The researchers examined the health data of more than 1,500 adults aged 20 or older with T2D. The data was obtained from the National Health and Nutrition Examination Survey (NHANES), which measures the health and nutrition of people living in the United States. The data used in this study were collected from 2011 to 2016. NHANES used blood test results to detect uncontrolled T2D and questionnaires to collect information on participants, including health screening, food intake, and food security.
Using NHANES data on food intake, the researchers used the 2015 Healthy Eating Index (HEI-2015) to calculate the quality of diets, based on the latest recommendations for a healthy diet. The HEI-2015 index ranks a person’s diet on a scale from 0 to 100, based on the types and amounts of food a person typically eats, including fruits, vegetables, whole grains, dairy, proteins, fats, processed foods, sodium, and sugar. In this study, researchers considered participants with a score of 60 or less as eating a poor-quality diet. To measure food security, researchers analyzed NHANES data from a set of 10 questions that asked whether the participant was always able to obtain safe, nutritious food. The researchers then analyzed this data and other information on factors associated with uncontrolled T2D.
Although most of the participants had their diabetes under control, about 16% of those who experienced uncontrolled T2D also had food insecurity; 68% follow a poor quality diet, and 24% follow a poor diet and are food insecure. Participants who followed a poor-quality diet were about five times more likely to develop uncontrolled T2D than participants who followed a high-quality diet. Participants who were living with food insecurity had more problems managing their T2D; They were eight times more likely to have uncontrolled T2D than participants with constant access to and affordability of healthy food. Participants with poor-quality diet and food insecurity – about a quarter of the group – were more likely to have uncontrolled T2D. In general, the study participants, who all developed T2D, had a lower quality diet and a higher level of food insecurity than was reported for the general public.
The study showed that black or African American participants and Hispanic or Latino participants were more likely to have uncontrolled T2D compared to non-Hispanic white participants. This supports the findings of previous research that found higher rates of uncontrolled T2D and mortality in racial and ethnic minorities. Participants who did not receive regular health care or who were referred to a diabetes specialist were also at high risk of uncontrolled T2D.

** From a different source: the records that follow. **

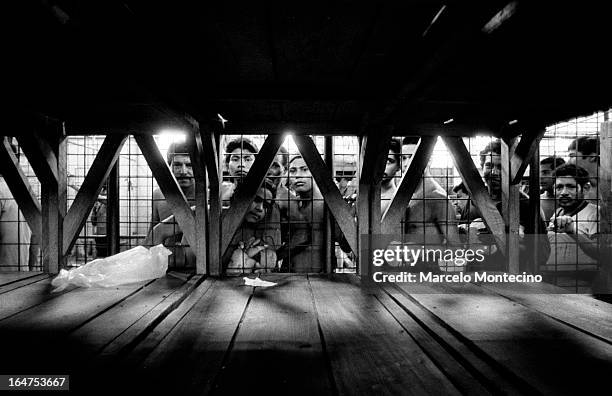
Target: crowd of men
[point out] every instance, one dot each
(284, 227)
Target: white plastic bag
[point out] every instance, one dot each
(134, 265)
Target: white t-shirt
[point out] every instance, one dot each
(586, 221)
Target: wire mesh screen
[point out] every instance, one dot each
(19, 248)
(569, 185)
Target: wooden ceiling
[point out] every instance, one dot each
(330, 67)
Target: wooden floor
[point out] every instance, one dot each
(310, 334)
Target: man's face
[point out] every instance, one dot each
(182, 170)
(261, 204)
(391, 167)
(407, 153)
(588, 162)
(492, 173)
(567, 192)
(240, 161)
(300, 177)
(461, 201)
(547, 181)
(276, 170)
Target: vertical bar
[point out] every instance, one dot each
(329, 240)
(214, 214)
(201, 199)
(54, 210)
(510, 205)
(533, 231)
(112, 211)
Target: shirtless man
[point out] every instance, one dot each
(387, 186)
(306, 250)
(180, 162)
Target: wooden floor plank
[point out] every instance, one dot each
(551, 357)
(106, 327)
(189, 357)
(278, 345)
(12, 276)
(583, 312)
(26, 297)
(456, 362)
(369, 351)
(22, 282)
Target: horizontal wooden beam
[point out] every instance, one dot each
(246, 192)
(19, 186)
(40, 155)
(177, 203)
(410, 181)
(477, 189)
(322, 175)
(90, 189)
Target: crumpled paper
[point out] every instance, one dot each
(256, 282)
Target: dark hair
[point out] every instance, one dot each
(267, 184)
(494, 147)
(577, 172)
(284, 154)
(177, 148)
(396, 147)
(556, 162)
(294, 158)
(460, 187)
(587, 145)
(241, 143)
(410, 140)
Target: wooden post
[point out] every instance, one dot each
(510, 204)
(90, 189)
(212, 159)
(604, 284)
(201, 199)
(112, 211)
(53, 205)
(329, 240)
(533, 228)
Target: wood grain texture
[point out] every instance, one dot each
(544, 355)
(477, 190)
(322, 175)
(169, 186)
(369, 351)
(90, 189)
(19, 186)
(397, 209)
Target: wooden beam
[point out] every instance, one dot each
(374, 152)
(321, 174)
(477, 190)
(330, 252)
(410, 181)
(533, 228)
(20, 187)
(112, 211)
(530, 141)
(510, 204)
(40, 155)
(201, 200)
(211, 160)
(90, 189)
(245, 193)
(53, 209)
(168, 185)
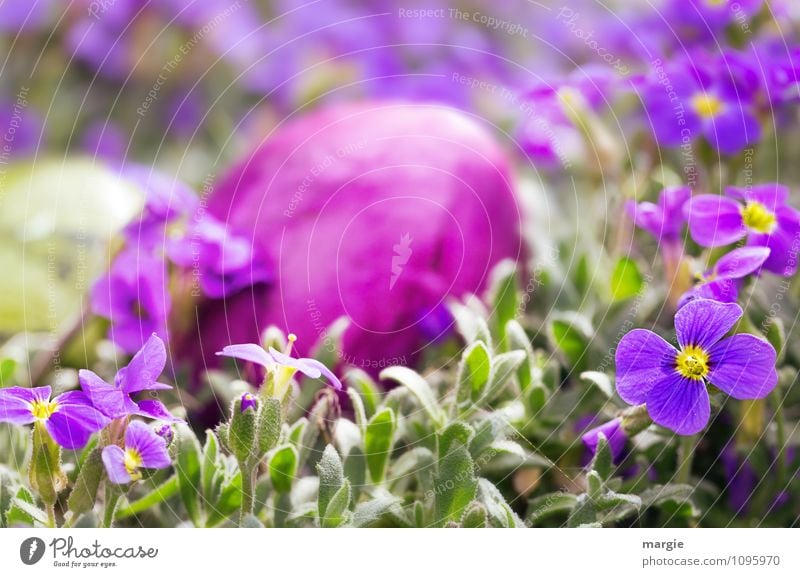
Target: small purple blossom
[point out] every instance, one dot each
(614, 434)
(70, 418)
(663, 220)
(143, 449)
(273, 359)
(133, 296)
(115, 401)
(721, 283)
(759, 213)
(672, 382)
(685, 102)
(226, 261)
(248, 402)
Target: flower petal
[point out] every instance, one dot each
(105, 397)
(643, 359)
(743, 366)
(114, 460)
(145, 366)
(680, 404)
(741, 262)
(155, 409)
(714, 220)
(151, 448)
(15, 404)
(249, 352)
(703, 322)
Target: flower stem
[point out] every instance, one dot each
(685, 458)
(780, 437)
(51, 515)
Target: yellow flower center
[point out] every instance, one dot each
(133, 460)
(757, 217)
(43, 408)
(692, 362)
(707, 105)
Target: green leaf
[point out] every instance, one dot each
(188, 472)
(270, 419)
(455, 484)
(368, 389)
(7, 369)
(473, 374)
(24, 513)
(419, 387)
(504, 295)
(503, 368)
(498, 511)
(626, 279)
(331, 478)
(603, 461)
(474, 516)
(600, 380)
(83, 496)
(283, 468)
(371, 512)
(20, 512)
(568, 336)
(166, 490)
(584, 514)
(378, 442)
(210, 465)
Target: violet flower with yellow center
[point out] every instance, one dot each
(69, 418)
(672, 382)
(760, 213)
(143, 449)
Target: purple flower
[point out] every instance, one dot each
(672, 382)
(664, 220)
(614, 434)
(248, 401)
(143, 449)
(225, 262)
(69, 418)
(760, 214)
(683, 104)
(273, 359)
(721, 282)
(115, 401)
(133, 296)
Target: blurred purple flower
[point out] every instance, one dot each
(332, 244)
(133, 295)
(759, 213)
(116, 401)
(70, 417)
(664, 220)
(143, 449)
(721, 282)
(684, 102)
(225, 262)
(672, 382)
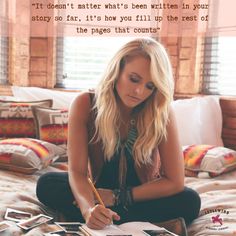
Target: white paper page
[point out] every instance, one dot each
(135, 228)
(109, 230)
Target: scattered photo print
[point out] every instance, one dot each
(4, 226)
(158, 232)
(16, 215)
(70, 227)
(62, 233)
(34, 221)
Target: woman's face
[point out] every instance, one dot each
(134, 84)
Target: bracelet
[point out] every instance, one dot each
(116, 194)
(123, 197)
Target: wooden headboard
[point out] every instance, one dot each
(228, 107)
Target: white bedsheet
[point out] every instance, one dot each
(217, 216)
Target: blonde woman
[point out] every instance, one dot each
(124, 137)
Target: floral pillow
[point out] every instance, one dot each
(27, 155)
(214, 160)
(51, 124)
(16, 118)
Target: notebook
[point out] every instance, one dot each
(125, 229)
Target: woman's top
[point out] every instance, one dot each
(98, 166)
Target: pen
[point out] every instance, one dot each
(97, 194)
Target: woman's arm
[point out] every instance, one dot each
(96, 216)
(172, 164)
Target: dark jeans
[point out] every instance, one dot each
(54, 191)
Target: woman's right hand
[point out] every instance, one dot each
(99, 217)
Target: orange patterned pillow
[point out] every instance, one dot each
(206, 158)
(16, 118)
(27, 155)
(52, 124)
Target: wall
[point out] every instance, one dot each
(33, 59)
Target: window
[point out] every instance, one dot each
(3, 59)
(219, 71)
(81, 61)
(3, 44)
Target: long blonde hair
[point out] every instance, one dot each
(153, 117)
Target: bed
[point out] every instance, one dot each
(217, 189)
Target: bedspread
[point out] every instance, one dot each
(217, 215)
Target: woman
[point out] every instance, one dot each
(125, 138)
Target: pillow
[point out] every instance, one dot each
(27, 155)
(61, 99)
(199, 120)
(51, 124)
(16, 118)
(214, 160)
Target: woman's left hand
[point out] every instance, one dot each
(107, 196)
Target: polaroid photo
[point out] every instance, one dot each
(34, 221)
(159, 232)
(4, 226)
(62, 233)
(16, 215)
(70, 227)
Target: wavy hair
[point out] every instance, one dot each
(152, 118)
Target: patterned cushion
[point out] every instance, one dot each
(206, 158)
(27, 155)
(16, 118)
(51, 124)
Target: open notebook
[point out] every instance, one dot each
(127, 229)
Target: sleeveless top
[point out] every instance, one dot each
(106, 173)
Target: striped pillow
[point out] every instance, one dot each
(27, 155)
(52, 124)
(207, 158)
(16, 118)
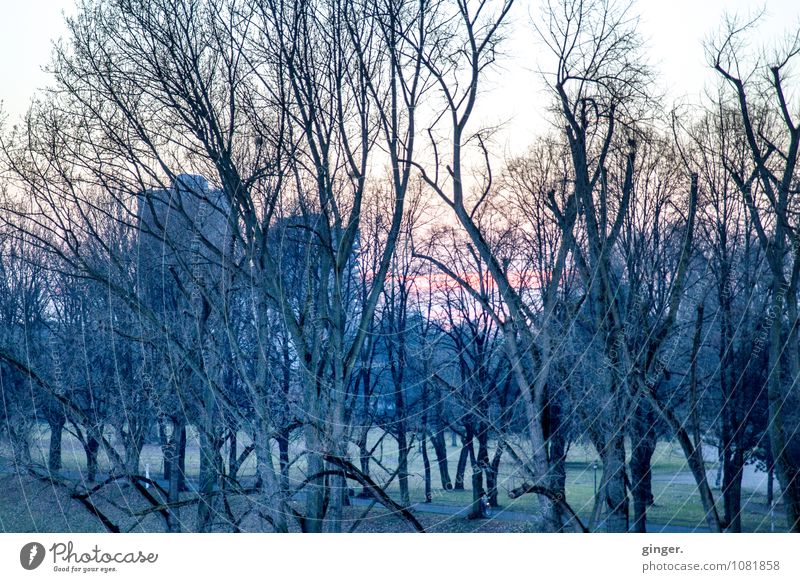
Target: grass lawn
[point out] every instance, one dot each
(30, 505)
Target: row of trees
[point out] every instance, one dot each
(630, 278)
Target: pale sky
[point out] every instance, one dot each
(674, 31)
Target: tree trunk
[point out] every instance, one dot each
(643, 446)
(402, 463)
(56, 433)
(440, 447)
(615, 489)
(283, 454)
(477, 510)
(426, 464)
(466, 445)
(732, 488)
(91, 448)
(491, 477)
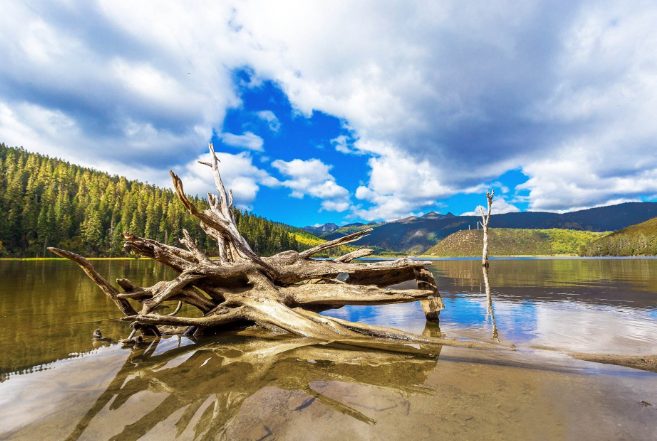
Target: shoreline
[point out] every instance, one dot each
(374, 257)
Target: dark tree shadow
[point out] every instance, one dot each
(216, 378)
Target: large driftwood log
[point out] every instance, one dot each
(282, 292)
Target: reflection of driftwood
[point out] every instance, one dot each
(239, 370)
(489, 304)
(280, 292)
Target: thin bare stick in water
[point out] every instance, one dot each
(485, 219)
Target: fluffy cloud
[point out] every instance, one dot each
(312, 178)
(247, 140)
(441, 96)
(273, 123)
(500, 206)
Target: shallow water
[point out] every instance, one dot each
(58, 384)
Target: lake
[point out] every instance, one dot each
(57, 383)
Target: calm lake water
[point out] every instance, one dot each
(59, 384)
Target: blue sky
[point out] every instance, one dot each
(342, 112)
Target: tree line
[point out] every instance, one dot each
(49, 202)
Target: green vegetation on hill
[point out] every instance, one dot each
(346, 230)
(49, 202)
(513, 242)
(635, 240)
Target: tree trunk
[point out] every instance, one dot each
(485, 218)
(282, 292)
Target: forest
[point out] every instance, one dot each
(49, 202)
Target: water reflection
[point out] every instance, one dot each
(490, 312)
(206, 385)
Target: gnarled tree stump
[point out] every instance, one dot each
(281, 292)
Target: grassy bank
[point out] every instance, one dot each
(513, 242)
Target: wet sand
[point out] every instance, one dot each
(251, 389)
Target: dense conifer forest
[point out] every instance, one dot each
(50, 202)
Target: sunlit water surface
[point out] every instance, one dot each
(59, 384)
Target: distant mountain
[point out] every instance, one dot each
(321, 229)
(416, 234)
(635, 240)
(514, 242)
(333, 230)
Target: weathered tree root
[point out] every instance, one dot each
(282, 292)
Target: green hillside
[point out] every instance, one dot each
(635, 240)
(514, 242)
(49, 202)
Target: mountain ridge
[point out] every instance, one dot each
(417, 234)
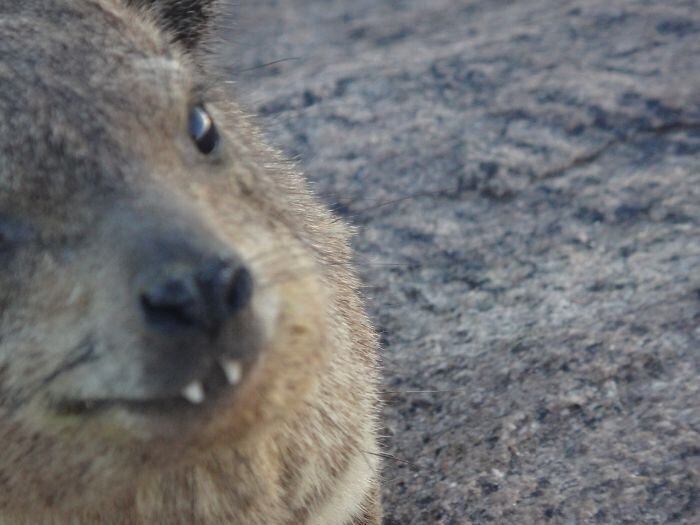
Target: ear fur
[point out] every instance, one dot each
(188, 20)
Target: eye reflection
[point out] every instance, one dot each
(202, 130)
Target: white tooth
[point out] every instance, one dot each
(232, 370)
(194, 393)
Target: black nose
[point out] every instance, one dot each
(202, 297)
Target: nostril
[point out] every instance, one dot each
(240, 289)
(172, 302)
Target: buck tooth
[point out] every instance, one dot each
(232, 370)
(194, 393)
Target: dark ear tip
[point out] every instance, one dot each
(188, 20)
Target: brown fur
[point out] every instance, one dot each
(94, 97)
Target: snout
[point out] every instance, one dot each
(177, 323)
(193, 301)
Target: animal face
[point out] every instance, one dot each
(161, 293)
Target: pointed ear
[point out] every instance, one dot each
(188, 20)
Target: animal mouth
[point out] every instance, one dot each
(223, 377)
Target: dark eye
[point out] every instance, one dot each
(202, 130)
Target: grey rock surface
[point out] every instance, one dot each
(525, 178)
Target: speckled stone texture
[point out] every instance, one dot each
(525, 178)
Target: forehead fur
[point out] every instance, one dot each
(69, 72)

Overall, the study results show the interaction between poor diet and food insecurity in controlling diabetes and the importance of improving access to healthy foods, especially for people at risk of uncontrolled T2D. Researchers suggest that food-insecure people may rely on nutritional assistance programs and that public health initiatives that promote access to healthy foods can help improve diet quality and food security. And making culturally sensitive health and nutrition information available in multiple languages can help people who are likely to have uncontrolled T2D understand the importance of healthy food choices. Policies that address the common challenges of food insecurity, poor diet quality, and limited access to health care can help address uncontrolled T2D in racial and ethnic minorities and in disadvantaged communities.
Shaheen, M., Kibe, LW, & Schrod, K.M. (2021). Diet quality, food security, and glycemic control among adults with diabetes. ESPEN Clinical Nutrition, 46, 336–342. doi: 10.1016/j.clnesp.2021.09.735.